The highest concentration of toxic properties is in the roots. Then the stems and finally the leaves.

The toxin seems able to enter the body through the skin, so care should be exercised when handling it, particularly any sap.

Be very careful when handling the leaves as there are reports that the toxin can enter the body through the skin. Be especially careful if you get sap on you.


  1. I saw this growing at the edge of the canal and thought it was celery. I smelt it and brought some home to id. It wilted so got thrown in the bin and I forgot about it until I saw this just now. I am so glad I did! X

  2. Thankyou for sharing this. It has s beautiful leaf and tempting to pick. Good to share for families out on their walks.
    May I share to our community group please?

  3. This is really interesting. It is strange how many delicious plants and fungi have a poisonous twin …with Hemlock it seems to be triplets as this looks completely different to Hemlock per se which is finer and more feathery, it also has the round hollow stem but has the dark red blotches. They also achieve the same height but the flowers are slightly different.
    Thank you for the lovely words and poem. So true. Even now in lockdown things get hectic. Lovely to have time to sit and stare.

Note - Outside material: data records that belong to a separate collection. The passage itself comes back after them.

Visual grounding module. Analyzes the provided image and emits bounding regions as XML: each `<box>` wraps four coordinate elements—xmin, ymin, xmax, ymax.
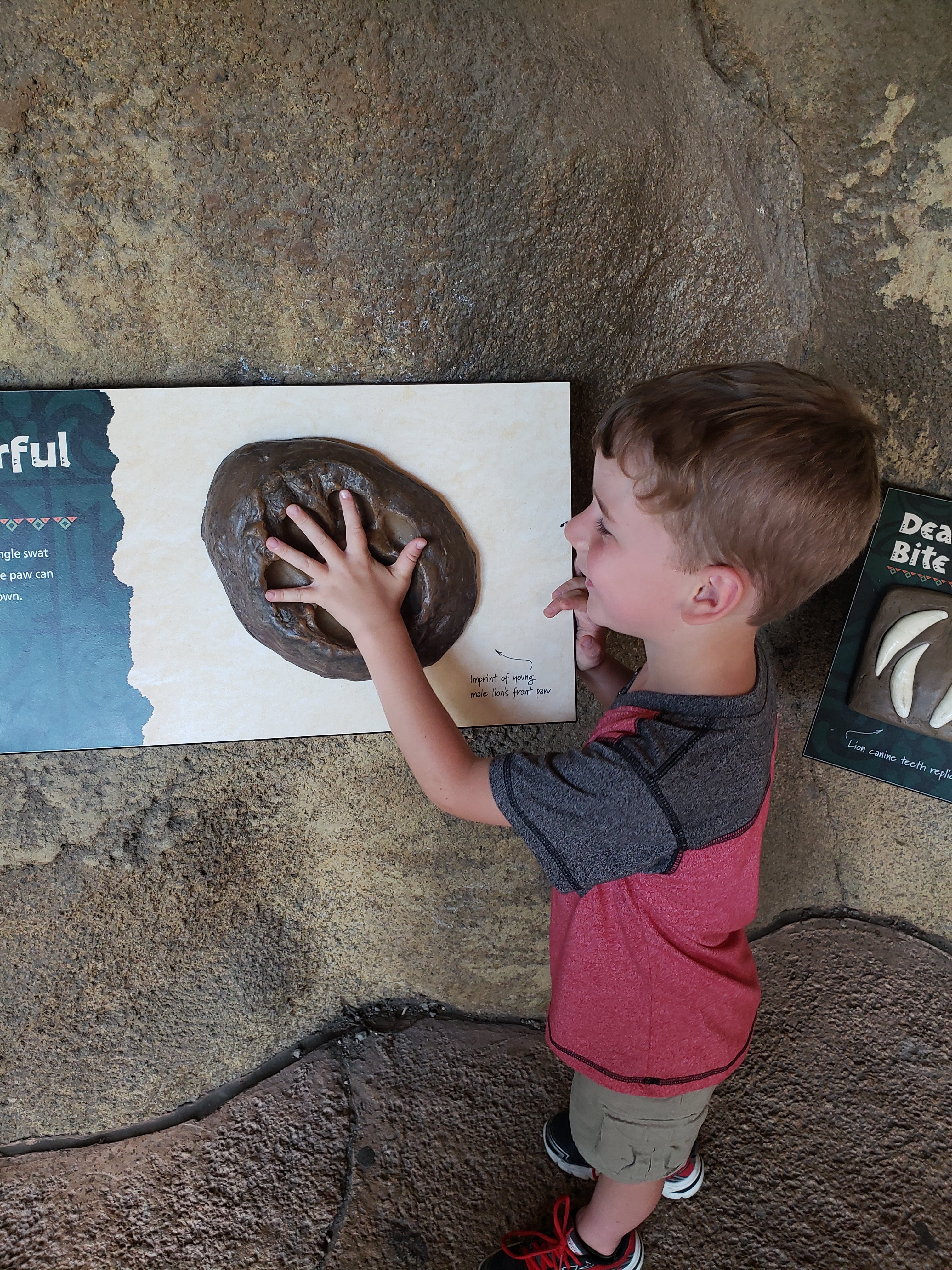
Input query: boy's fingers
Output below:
<box><xmin>264</xmin><ymin>529</ymin><xmax>326</xmax><ymax>578</ymax></box>
<box><xmin>287</xmin><ymin>503</ymin><xmax>343</xmax><ymax>560</ymax></box>
<box><xmin>552</xmin><ymin>578</ymin><xmax>588</xmax><ymax>599</ymax></box>
<box><xmin>542</xmin><ymin>591</ymin><xmax>589</xmax><ymax>617</ymax></box>
<box><xmin>390</xmin><ymin>539</ymin><xmax>427</xmax><ymax>582</ymax></box>
<box><xmin>340</xmin><ymin>489</ymin><xmax>367</xmax><ymax>551</ymax></box>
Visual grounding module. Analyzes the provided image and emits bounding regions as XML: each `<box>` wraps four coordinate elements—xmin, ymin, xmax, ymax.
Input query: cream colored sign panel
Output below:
<box><xmin>109</xmin><ymin>384</ymin><xmax>575</xmax><ymax>746</ymax></box>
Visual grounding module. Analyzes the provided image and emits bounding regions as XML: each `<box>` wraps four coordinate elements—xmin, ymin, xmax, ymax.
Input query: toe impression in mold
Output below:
<box><xmin>876</xmin><ymin>608</ymin><xmax>948</xmax><ymax>676</ymax></box>
<box><xmin>202</xmin><ymin>437</ymin><xmax>477</xmax><ymax>679</ymax></box>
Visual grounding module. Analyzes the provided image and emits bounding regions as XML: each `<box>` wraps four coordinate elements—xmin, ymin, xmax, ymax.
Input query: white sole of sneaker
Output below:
<box><xmin>661</xmin><ymin>1156</ymin><xmax>705</xmax><ymax>1199</ymax></box>
<box><xmin>625</xmin><ymin>1234</ymin><xmax>645</xmax><ymax>1270</ymax></box>
<box><xmin>542</xmin><ymin>1129</ymin><xmax>597</xmax><ymax>1182</ymax></box>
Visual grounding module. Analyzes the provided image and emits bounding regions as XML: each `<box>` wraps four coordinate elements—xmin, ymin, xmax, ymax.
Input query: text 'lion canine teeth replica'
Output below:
<box><xmin>849</xmin><ymin>587</ymin><xmax>952</xmax><ymax>741</ymax></box>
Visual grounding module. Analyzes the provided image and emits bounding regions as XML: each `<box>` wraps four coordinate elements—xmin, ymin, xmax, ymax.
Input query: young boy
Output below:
<box><xmin>267</xmin><ymin>362</ymin><xmax>880</xmax><ymax>1270</ymax></box>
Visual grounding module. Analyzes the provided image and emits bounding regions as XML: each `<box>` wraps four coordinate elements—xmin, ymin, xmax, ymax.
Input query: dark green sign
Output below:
<box><xmin>803</xmin><ymin>489</ymin><xmax>952</xmax><ymax>803</ymax></box>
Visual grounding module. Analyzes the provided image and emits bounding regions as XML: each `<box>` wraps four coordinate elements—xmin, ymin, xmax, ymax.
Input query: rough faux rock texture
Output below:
<box><xmin>0</xmin><ymin>922</ymin><xmax>952</xmax><ymax>1270</ymax></box>
<box><xmin>0</xmin><ymin>0</ymin><xmax>952</xmax><ymax>1139</ymax></box>
<box><xmin>0</xmin><ymin>1049</ymin><xmax>350</xmax><ymax>1270</ymax></box>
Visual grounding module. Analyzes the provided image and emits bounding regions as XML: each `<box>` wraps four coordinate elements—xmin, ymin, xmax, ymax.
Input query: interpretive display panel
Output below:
<box><xmin>803</xmin><ymin>489</ymin><xmax>952</xmax><ymax>801</ymax></box>
<box><xmin>0</xmin><ymin>384</ymin><xmax>575</xmax><ymax>753</ymax></box>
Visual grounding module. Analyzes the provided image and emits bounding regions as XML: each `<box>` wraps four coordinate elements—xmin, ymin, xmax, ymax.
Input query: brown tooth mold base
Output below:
<box><xmin>849</xmin><ymin>587</ymin><xmax>952</xmax><ymax>741</ymax></box>
<box><xmin>202</xmin><ymin>437</ymin><xmax>477</xmax><ymax>679</ymax></box>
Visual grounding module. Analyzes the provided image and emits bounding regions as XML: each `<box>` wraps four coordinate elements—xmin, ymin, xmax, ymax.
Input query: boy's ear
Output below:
<box><xmin>680</xmin><ymin>564</ymin><xmax>754</xmax><ymax>626</ymax></box>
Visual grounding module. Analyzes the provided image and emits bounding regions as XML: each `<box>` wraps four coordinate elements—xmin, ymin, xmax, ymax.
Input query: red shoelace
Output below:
<box><xmin>500</xmin><ymin>1195</ymin><xmax>571</xmax><ymax>1270</ymax></box>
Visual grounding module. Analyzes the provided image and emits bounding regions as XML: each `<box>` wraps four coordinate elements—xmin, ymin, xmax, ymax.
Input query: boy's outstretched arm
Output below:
<box><xmin>265</xmin><ymin>490</ymin><xmax>509</xmax><ymax>824</ymax></box>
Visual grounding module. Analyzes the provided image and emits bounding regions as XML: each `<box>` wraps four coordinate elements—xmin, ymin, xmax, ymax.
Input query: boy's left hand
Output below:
<box><xmin>264</xmin><ymin>489</ymin><xmax>427</xmax><ymax>646</ymax></box>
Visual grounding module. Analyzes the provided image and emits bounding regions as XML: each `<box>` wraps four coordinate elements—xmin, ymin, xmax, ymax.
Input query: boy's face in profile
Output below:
<box><xmin>565</xmin><ymin>453</ymin><xmax>697</xmax><ymax>640</ymax></box>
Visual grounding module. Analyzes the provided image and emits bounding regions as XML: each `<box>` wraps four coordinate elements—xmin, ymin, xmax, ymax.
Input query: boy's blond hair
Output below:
<box><xmin>595</xmin><ymin>362</ymin><xmax>880</xmax><ymax>626</ymax></box>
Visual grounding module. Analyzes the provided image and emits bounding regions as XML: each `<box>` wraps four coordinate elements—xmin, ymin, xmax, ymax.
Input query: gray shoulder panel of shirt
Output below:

  4. Really clear and helpful. There is a lot of this growing along the river Frome to the west of Dorchester, glad I know what to look out for with my grandson.

  5. Hello thank you for the video it was most helpful. Please can I ask does hemlock have purple spots on the stalk, as I couldn’t see any on the video. Also I noticed the plant was being touched by a bare hand and it was mentioned but to touch it as the toxins can enter the skin, so I just wanted further clarification on this pls. Many thanks

  6. Thank you, really useful. Also another request here please for a video for Hemlock. I picked a bunch of sweet cicely the other week to eat, but read that some people have confused it with hemlock. I was 99.9% sure it was sweet cicely, but since I’ve never knowingly come across hemlock I couldn’t definately say it wasn’t hemlock and I didn’t think it was worth the risk! Not much room for error with the Apiaceae! Thanks again.

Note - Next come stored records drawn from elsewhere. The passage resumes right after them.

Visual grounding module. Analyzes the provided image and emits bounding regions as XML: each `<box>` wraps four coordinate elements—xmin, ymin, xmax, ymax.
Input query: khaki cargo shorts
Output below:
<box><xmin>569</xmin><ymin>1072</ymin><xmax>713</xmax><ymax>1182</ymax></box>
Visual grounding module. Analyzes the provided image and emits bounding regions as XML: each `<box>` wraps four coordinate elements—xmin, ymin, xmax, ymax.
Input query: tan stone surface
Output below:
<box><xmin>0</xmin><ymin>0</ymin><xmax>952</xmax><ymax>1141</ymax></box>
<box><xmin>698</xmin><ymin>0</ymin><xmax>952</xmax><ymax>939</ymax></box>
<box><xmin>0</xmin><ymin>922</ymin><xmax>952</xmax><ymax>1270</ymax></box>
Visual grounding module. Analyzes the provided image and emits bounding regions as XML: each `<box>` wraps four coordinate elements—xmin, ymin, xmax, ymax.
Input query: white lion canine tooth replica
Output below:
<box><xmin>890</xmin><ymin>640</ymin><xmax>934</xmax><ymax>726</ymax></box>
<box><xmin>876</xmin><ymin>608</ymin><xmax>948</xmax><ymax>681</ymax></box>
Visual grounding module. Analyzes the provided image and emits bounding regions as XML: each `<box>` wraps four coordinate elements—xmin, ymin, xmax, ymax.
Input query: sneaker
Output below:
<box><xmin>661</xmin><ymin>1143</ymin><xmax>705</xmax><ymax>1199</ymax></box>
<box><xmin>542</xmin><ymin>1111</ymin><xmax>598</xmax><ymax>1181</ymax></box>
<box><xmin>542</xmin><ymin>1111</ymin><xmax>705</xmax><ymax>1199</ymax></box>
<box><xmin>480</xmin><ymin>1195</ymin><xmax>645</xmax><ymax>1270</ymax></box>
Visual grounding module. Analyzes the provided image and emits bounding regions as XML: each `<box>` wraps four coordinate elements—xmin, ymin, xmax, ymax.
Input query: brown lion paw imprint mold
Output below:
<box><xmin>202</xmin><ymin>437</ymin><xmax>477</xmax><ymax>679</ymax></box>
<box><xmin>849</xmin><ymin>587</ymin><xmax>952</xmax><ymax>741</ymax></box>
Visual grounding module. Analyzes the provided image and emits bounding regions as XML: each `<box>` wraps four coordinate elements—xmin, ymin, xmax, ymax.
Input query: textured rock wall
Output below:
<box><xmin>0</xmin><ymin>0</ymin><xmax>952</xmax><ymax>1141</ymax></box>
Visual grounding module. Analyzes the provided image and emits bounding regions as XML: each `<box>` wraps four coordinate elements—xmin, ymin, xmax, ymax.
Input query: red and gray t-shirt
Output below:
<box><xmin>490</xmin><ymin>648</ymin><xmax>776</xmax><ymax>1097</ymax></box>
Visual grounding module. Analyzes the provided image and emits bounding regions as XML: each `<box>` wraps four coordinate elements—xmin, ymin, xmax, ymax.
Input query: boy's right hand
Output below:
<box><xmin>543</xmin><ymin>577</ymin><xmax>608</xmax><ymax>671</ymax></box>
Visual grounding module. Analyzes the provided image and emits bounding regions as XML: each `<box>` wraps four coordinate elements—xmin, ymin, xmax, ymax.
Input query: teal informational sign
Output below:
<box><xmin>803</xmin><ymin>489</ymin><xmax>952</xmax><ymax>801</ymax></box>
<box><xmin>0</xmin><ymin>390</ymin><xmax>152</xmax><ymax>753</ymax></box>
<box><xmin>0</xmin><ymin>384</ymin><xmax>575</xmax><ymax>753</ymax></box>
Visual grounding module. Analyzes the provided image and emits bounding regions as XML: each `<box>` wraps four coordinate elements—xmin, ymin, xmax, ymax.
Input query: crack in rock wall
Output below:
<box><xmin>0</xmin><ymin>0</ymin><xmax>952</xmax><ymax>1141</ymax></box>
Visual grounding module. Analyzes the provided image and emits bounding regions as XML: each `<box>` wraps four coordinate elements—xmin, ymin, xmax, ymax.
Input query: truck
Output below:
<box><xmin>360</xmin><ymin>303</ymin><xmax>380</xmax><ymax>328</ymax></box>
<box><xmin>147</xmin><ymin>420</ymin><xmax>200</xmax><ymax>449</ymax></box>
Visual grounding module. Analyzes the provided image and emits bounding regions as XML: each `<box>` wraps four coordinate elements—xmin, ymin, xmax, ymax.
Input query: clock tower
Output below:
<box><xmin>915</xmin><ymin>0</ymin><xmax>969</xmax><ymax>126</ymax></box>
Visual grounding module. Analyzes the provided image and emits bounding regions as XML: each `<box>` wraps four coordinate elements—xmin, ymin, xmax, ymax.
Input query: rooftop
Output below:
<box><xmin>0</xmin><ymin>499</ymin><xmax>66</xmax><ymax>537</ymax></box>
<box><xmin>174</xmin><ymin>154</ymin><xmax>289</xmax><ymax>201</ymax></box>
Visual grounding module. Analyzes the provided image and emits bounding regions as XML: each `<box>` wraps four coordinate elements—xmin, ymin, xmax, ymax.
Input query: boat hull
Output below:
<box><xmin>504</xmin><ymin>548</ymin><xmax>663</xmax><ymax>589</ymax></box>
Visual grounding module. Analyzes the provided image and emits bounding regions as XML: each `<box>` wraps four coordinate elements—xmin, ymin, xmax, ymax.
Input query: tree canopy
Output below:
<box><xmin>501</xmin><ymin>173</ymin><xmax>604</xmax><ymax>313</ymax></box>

  7. I have loads of it blocking the river at the bottom of my garden. I have pulled it up over several years, is there a better more effective way of controlling it?

    • Hiya Phil I Did the same when i first identified it – physically pulling it out and tbh it was fairly easy to do. I wear long gloves and wash my hands and face when finished.
      My only problem was that in doing so i damaged the river bank. So now I tend to treat the first growth with weed killer and then pull what little remains.

  8. Thank you so much for the video. I was searching to find the difference between wild celery and hemlock water dropwort. Some years ago I tasted wild celery soup made from plants growing nearby by the side of a stream. The cook told me that you had to be careful not to get the two plants mixed up. I would like to try some wild celery again but now it looks as though it’s very difficult telling them apart. The plants by the stream have a very strong smell, of celery but more pungent. How easy is it to tell the plants apart?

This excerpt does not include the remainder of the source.